I am building a business networking site. Each user will have own network of contacts, like on LinkedIn. So there will be his direct contacts (1st level), contacts of his contacts (2nd level) and 3rd level contacts.
I am not sure what would be the best way to get information about entire user network to 3rd degree level.
I have tried many things:
-I created for each friend connection a new row in mysql database (id | userid | friendid). Than did query SELECT * FROM network WHERE userid=$userid, than with PHP while loop and query for each friend to get all contacts of user friends and than again the same to get 3rd level.

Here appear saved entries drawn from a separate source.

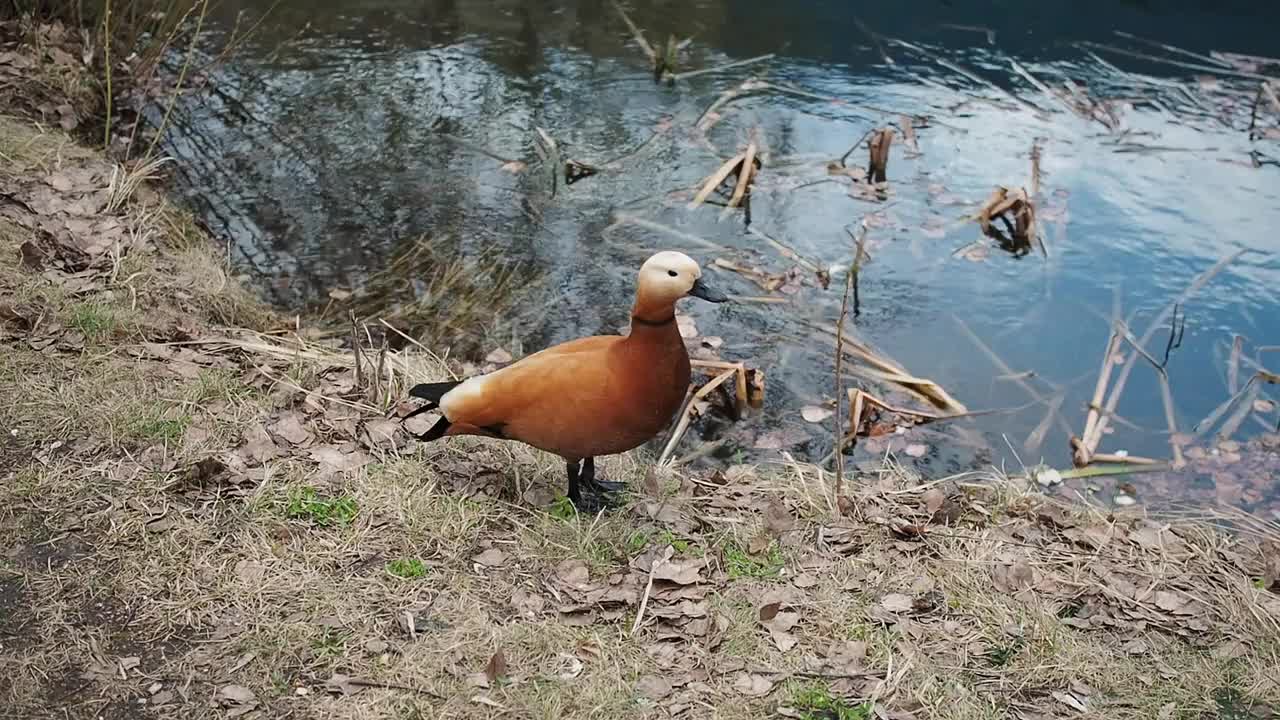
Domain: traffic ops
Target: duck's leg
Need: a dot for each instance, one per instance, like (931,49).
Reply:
(585,492)
(600,487)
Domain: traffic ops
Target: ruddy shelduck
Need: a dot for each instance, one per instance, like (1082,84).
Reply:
(593,396)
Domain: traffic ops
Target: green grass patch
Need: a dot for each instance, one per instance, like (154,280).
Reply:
(307,504)
(95,320)
(743,564)
(406,568)
(158,428)
(816,702)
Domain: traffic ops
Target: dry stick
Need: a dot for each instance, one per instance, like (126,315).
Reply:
(1045,89)
(1004,368)
(639,35)
(874,37)
(840,361)
(1175,63)
(1233,365)
(1196,286)
(1173,49)
(1100,390)
(716,178)
(744,180)
(725,67)
(1166,396)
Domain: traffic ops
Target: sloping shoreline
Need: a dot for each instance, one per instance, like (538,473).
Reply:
(208,515)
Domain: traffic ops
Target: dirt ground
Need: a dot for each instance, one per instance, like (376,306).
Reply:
(206,513)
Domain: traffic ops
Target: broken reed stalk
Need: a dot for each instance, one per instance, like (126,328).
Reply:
(877,167)
(1166,396)
(355,347)
(1084,450)
(716,178)
(1004,368)
(745,174)
(725,67)
(1196,286)
(840,361)
(638,35)
(1233,365)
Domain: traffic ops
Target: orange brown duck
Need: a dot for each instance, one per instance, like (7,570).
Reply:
(593,396)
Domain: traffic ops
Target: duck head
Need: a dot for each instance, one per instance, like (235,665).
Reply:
(668,276)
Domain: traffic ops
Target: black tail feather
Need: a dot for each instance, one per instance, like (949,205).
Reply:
(433,392)
(437,431)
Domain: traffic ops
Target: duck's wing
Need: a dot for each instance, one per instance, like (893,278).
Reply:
(544,383)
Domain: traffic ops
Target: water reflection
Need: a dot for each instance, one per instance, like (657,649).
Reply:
(325,144)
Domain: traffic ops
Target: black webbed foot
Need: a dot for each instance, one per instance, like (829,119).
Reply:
(590,495)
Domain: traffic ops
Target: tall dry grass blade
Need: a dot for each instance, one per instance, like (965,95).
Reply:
(840,363)
(744,180)
(1233,365)
(714,180)
(638,35)
(1196,286)
(725,67)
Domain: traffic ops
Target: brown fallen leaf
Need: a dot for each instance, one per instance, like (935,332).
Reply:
(343,684)
(653,687)
(493,557)
(816,414)
(896,602)
(497,666)
(680,572)
(753,684)
(777,519)
(288,427)
(237,700)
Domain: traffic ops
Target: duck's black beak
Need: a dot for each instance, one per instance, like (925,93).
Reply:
(707,292)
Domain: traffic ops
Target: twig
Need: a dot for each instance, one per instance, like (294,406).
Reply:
(840,361)
(1004,368)
(725,67)
(1173,49)
(1196,286)
(1175,63)
(639,35)
(648,589)
(1233,365)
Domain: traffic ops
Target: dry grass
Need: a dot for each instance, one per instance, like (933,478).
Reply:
(192,511)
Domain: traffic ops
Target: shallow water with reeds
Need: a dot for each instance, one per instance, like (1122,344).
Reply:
(339,136)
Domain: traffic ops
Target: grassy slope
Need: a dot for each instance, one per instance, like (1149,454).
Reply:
(213,520)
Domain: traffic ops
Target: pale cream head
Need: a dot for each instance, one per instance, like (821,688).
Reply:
(667,276)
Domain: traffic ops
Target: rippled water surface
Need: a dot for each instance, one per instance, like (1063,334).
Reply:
(341,132)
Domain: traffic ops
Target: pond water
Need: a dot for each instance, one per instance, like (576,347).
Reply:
(341,132)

-all 1st level friends in 1 field as text (separate them with : and than use PHP explode). Than do similar same to get 2nd and 3rd level.
-again for each 1st level friend connection a separated row but all 2nd and 3rd contacts into 1 field as text (id | userid | friendid | networkoffriend (separate 2nd level with ":" and 3rd level with ";" ).
All options are far too slow. I have no idea how LinkedIn, Xing and other business social networking sites are doing this because if each user has 100 friends than there is 1mio users in 3rd level.
Has anybody any idea?
Thanks a lot!
Or you could show those 3rd level contacts who are friends with 2 of more 2nd level contacts.
i'm not even going to try to guess how large professional networking sites store their data
for someone who is just starting out, however, the "(userid | friendid)" model works fine
rather than doing a query, then looping over the results and doing a subsequent query for each row, you should be doing a self-join
and yes, if each user has 100 friends, the network can get very large, so you will have to give some thought to exactly what kind of results are practical to show to a user -- and showing all 1,000,000 3rd-level contacts doesn't sound very practical
Thank you, I will try also self-join. Is there any other way I should try?
I mentioned 1,000,000 3rd-level contacts because this will be related also to search and I need to display a number of results. But I am not sure if it is even possible to realize this with basic solutions, if not I will use only 2nd level contacts.
I tried the below code and this took the longest time. Actually it didn't stop loading. Did I make anything wrong?
mysql_query("SELECT friendid FROM friends WHERE userid IN ( SELECT friendid FROM friends WHERE userid=203)") or die(mysql_error());
did you declare any indexes?
no, I am not sure what should be indexed.
okay, please do a SHOW CREATE TABLE for the table